What is the best, I am not implementing some spec written by somebody 5 levels above me. I need to implement an idea, add my contribution, suggest changes etc. When I asked a question what are the expectations from me, my lead and my manager told me that they expect me to suggest some ideas how to make the product better, how we can improve it, and what we are doing wrong. This is exactly what I was looking forward to!

Work environment

MS workspace

The building I am working in (Microsoft Building 44) is designed for Agile interactions. There are white boards everywhere. We work in Open Spaces (around 15 people per room). Microsoft is changing approach, and moving from private offices/cubicles to open spaces. What is cool, there are 3 conference rooms ‘attached’ to our Open Space (2 small, 1 big), and if somebody needs to work in peace, he/she can use one of them. If all are occupied (which does not happen very often), there are special ‘focus rooms’ (with desk and chair) in the building.

I have great machines to work on: HP Workstation Z420 (Xeon E5-1650 v2 3.5 GHz, 32 GB RAM, 128 GB SSD + 256 GB SSD + 1 TB SATA) with two 24″ monitors DELL Ultrasharp U2415, and Microsoft Sculpt keyboard and mouse. I have also ultrabook Lenovo ThinkPad X1 Carbon (i7-3667U @ 2 GHz, 8 GB RAM, 240 GB SSD). I have adjustable height desk, and very comfortable Haworth Zody Task chair.

The product

MS Azure Portal

The new Azure portal is a Single Page Metro Web Application. One of the main goals of the new portal is to make it easy for adding extensions. My team is working on the Framework, which is being used by other teams to create front-end for underlying Azure infrastructure. What is cool,  every extension is working as a standalone application in a separate iframe. Extension authors do not need to work with HTML and CSS a lot. They just use controls (e.g. list, combo box or checkbox) created by us, and communicate with them through TypeScript/JavaScript. Update of the view is performed by Knockout.js. Check Justin Beckwith’s post about the new Azure portal architecture. If you have not seen it yet, check the Overview of the new Azure Portal with Vishal Joshi and Scott Hanselman and Vishal and Scott create a new startup with the new Azure Portal. To get started with Azure, check my previous post, and get a free trial. Moreover, we need (and we appreciate) your feedback!

Technologies


MS technologies

We use HTML5 and LESS for our View layer. LESS is very handy in maintaining big style sheets.
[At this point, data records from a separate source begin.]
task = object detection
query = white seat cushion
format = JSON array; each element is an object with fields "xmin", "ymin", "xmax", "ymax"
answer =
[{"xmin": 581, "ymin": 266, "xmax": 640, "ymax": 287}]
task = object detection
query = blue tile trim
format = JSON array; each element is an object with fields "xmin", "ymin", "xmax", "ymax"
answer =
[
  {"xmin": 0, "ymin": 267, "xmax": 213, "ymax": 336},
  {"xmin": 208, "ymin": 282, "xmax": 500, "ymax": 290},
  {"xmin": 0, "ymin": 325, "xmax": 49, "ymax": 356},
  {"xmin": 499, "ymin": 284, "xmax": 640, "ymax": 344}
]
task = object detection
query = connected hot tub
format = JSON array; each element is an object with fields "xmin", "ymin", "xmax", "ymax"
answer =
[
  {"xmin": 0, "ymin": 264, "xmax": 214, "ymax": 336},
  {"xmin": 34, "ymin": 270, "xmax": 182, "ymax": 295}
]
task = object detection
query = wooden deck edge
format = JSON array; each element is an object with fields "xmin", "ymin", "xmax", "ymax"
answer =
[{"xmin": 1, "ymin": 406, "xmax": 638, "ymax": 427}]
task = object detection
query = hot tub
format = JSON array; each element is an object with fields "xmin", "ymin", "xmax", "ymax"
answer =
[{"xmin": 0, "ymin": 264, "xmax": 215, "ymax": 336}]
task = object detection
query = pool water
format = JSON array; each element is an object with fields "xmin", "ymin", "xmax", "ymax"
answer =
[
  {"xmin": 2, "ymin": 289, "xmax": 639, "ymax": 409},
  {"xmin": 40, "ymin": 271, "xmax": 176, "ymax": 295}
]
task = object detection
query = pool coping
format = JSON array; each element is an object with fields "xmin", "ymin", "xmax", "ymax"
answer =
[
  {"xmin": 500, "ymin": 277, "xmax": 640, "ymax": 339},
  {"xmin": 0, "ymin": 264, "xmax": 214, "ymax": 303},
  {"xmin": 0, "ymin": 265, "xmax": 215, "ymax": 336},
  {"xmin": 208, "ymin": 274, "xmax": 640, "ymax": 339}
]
We use TypeScript (which compiles to JavaScript). Strong typing, and abstraction over JavaScript inheritance (TypeScript classes) is very, very helpful in building large-scale application. To be honest, I do not know how we would be able to maintain the new Azure Portal using raw JavaScript.

Our main JavaScript Framework is Knockout.js. This allows us to prepare generic, reusable controls that can be used by other teams without the need of interaction with the DOM.

Our unit test framework is QUnit. For integration tests we use Selenium.

We use git for source control management. As Continuous Integration Server, we use Jenkins.

We have code review process supported by CodeFlow. It is required to have at least 2 reviews before code can be checked-in/pushed to the repository.

Building process is supported by MSBuild.

Behind the scenes, we use bunch of other JS libs, e.g. q.js, inject.js, d3.js, hammer.js or ZeroClipboard.js.

Summary

After 1 month I love it! There are many challenges, and interesting problems to solve. I am still new to the project, and I didn’t discover it entirely yet. What I can say now, I really like the people from my team, the software development process and work environment in my team.